For a project, I had to dive into OpenCL: things are going fairly well except now that I need atomic operations.
I'm executing the OpenCL code on top of an Nvidia GPU, with the last drivers. clGetDeviceInfo()
querying CL_DEVICE_VERSION
returns me:
OpenCL 1.0 CUDA
, hence I guess I have to refer to the OpenCL 1.0 specs.
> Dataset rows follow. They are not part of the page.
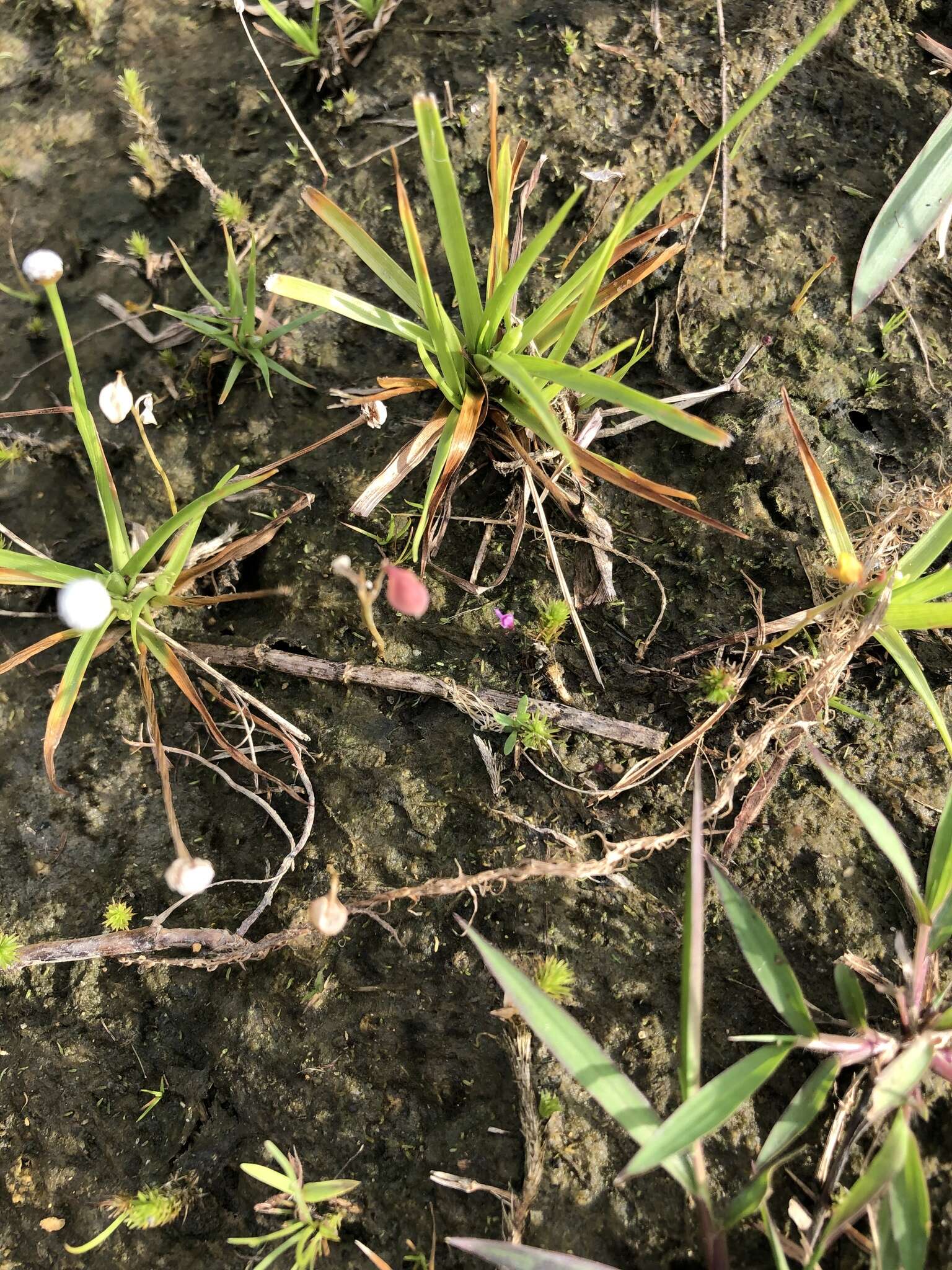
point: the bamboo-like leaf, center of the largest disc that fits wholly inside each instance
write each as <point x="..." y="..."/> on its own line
<point x="348" y="306"/>
<point x="866" y="1191"/>
<point x="513" y="278"/>
<point x="366" y="248"/>
<point x="35" y="649"/>
<point x="620" y="394"/>
<point x="908" y="1199"/>
<point x="692" y="949"/>
<point x="851" y="996"/>
<point x="879" y="830"/>
<point x="764" y="957"/>
<point x="707" y="1110"/>
<point x="909" y="665"/>
<point x="800" y="1113"/>
<point x="927" y="550"/>
<point x="404" y="461"/>
<point x="518" y="1256"/>
<point x="319" y="1193"/>
<point x="66" y="695"/>
<point x="580" y="1055"/>
<point x="907" y="219"/>
<point x="450" y="214"/>
<point x="837" y="536"/>
<point x="896" y="1081"/>
<point x="450" y="358"/>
I started using an atom_add
operation in my kernel on a __global int* vnumber
buffer:
atom_add(&vnumber[0], 1);
. This gave me clearly wrong results. Thus, as an additional check, I have moved the add instruction at the beginning of the kernel, so that it is executed for each thread. When the kernel is launched with 512 x 512 threads, the content of vnumber[0]
is: 524288
, which is exactly 2 x 512 x 512, two times the value that I should get. The funny thing is that by changing the add operation to atom_add(&vnumber[0], 2);
, the returned value is 65536
, again two times what I should get.
Did someone already experienced something similar? Am I missing something very basic? I have checked the correctness of data types but it seems ok (I'm using *int
buffer, and allocating it with sizeof(cl_int)
).
You are using atom_add, which is an OpenCL 1.0 extension for local memory. Yet you are passing it global memory. Instead, try OpenCL 1.1's atomic_add, which works with global memory.